Native American Tribes & the Indian History in Woodacre, California

Way before the terms Native American or Indian were necessary, the tribes were spread throughout the Americas. Before any white man set foot on this land, it was settled by the forefathers of bands we now call Sioux, or Cherokee, or Iroquois.

[ssad ssadblk=”Book choice”]For thousands of years, the American Indian grew its customs and legacy without interference. And that history is fascinating.

From Mayan and Incan ruins, from the mounds left in the central and southern regions of what’s now the U.S. we have learned quite a bit. It’s a narrative of beautiful craft work and deep spirituality. Archaeologists have unearthed remarkably advanced buildings and public works.

While there was inevitable tribal conflict, that was simply a slight blemish in the narrative of our ancestors. They were at peace with this beautiful continent and intensely connected to nature.

 

The European Settler Arrives


european settlers arrive in americaWhen European leaders dispatched the first ships in this direction, the intention was to explore new resources – however the quality of environment and the bounty of everything from wood to wildlife subsequently changed their tune. As those leaders heard back from their explorers, the motivation to colonize spread like wildfire.

The English, French and Spanish rushed to slice up the “New World” by transporting over inadequately prepared colonists as fast as they could. At the outset, they skirmished with the alarmed Indians of America’s eastern seaboard. But that shortly gave way to trade, because the Europeans who came ashore here understood their survival was doubtful with no native help.

Thus followed years of relative peace as the settlers got themselves established on American land. But the drive to push inland came soon after. Kings and queens from thousands of miles away were restless to locate additional resources, and some colonists came for freedom and adventure.

They needed more space. And so began the process of forcing the American Indian out of the way.

It took the shape of cash arrangements, barter, and notoriously, treaties which were almost consistently ignored after the Indians were forced away from the territory in question.

treaty at new amsterdam

The U.S. government’s policies towards Native Americans in the second half of the nineteenth century were motivated by the desire to expand westward into territories occupied by these Native American tribes. By the 1850s virtually all Native American tribes, roughly 360,000 in number, lived to the west of the Mississippi River.

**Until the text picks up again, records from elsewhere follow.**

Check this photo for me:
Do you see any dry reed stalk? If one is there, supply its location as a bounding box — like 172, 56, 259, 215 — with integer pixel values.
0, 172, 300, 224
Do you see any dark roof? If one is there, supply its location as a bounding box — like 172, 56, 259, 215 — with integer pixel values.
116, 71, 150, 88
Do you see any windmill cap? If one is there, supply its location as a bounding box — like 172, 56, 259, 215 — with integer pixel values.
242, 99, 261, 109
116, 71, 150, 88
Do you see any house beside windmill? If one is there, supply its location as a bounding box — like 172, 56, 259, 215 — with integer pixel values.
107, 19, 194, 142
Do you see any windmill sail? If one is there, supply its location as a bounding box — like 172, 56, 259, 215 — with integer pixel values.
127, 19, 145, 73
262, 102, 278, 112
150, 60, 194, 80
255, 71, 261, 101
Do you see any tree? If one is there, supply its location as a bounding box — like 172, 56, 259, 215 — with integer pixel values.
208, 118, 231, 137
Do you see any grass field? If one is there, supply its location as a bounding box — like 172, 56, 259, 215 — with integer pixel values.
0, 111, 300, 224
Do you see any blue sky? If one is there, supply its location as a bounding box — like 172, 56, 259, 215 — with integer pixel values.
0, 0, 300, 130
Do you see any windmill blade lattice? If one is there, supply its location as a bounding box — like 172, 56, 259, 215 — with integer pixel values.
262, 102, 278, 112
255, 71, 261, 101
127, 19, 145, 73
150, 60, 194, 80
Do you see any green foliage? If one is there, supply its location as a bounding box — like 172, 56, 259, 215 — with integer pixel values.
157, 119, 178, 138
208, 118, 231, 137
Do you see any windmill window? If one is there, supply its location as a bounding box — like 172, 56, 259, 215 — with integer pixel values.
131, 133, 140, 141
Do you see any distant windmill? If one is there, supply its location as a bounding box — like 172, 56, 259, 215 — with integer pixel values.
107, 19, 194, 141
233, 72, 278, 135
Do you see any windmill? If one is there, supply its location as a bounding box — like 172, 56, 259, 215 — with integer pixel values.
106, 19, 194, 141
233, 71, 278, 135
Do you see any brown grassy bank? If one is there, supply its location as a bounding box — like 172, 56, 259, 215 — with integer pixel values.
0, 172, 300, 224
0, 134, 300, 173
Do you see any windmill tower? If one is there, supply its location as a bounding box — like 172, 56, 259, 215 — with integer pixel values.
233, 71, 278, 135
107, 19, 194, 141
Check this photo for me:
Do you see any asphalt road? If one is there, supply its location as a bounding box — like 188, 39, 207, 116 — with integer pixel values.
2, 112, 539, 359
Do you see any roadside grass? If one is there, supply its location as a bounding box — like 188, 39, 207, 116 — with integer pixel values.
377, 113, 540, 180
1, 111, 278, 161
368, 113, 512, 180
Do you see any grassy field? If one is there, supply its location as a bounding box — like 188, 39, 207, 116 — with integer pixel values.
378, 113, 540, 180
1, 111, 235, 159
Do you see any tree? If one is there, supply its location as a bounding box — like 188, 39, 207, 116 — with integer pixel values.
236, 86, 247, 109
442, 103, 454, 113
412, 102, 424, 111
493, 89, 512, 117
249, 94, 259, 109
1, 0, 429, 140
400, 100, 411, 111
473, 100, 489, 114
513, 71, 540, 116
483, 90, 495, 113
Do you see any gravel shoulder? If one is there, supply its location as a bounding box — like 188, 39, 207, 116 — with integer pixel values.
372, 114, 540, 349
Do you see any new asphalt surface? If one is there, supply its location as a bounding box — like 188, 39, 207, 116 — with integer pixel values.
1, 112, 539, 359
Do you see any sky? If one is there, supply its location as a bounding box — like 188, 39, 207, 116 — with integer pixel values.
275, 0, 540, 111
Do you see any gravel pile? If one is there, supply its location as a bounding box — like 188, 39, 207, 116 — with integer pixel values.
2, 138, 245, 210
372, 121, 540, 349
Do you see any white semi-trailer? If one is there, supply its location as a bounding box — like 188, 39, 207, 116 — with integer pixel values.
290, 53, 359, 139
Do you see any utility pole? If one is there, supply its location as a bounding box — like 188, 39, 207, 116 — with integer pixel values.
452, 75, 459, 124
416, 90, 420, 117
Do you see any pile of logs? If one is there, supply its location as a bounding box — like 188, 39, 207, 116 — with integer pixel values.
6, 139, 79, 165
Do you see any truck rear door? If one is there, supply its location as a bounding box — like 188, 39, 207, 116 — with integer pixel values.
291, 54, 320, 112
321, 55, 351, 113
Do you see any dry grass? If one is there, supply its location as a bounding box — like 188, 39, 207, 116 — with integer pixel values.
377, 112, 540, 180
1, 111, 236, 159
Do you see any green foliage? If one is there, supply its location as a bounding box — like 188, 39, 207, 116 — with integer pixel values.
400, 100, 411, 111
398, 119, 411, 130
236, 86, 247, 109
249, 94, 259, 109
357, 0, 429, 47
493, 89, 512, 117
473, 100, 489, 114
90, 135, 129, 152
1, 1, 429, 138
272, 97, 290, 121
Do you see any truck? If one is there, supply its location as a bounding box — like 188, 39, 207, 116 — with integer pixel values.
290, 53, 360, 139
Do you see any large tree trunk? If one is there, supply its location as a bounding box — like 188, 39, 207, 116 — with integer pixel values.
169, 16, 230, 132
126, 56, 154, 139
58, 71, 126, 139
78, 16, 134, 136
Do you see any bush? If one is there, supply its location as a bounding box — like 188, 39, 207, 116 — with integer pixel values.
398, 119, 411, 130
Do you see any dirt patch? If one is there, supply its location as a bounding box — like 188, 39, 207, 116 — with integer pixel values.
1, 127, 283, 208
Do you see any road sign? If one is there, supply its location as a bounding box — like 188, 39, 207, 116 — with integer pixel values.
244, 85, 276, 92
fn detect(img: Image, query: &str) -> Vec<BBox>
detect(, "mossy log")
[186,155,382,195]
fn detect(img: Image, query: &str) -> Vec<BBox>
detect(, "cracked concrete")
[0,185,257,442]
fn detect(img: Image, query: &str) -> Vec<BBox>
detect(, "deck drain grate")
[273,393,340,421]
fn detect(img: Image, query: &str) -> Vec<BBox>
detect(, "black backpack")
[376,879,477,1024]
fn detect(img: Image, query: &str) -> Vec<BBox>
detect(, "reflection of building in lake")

These American Indians, some from the Northwestern and Southeastern territories, were confined to Indian Territory located in present day Oklahoma, while the Kiowa and Comanche Native American tribes shared the area of the Southern Plains.

The Sioux, Crows and Blackfeet dominated the Northern Plains. These Native American groups experienced hardship as the constant flow of European immigrants into northeastern American cities delivered a stream of immigrants into the western lands already occupied by these diverse groups of Indians.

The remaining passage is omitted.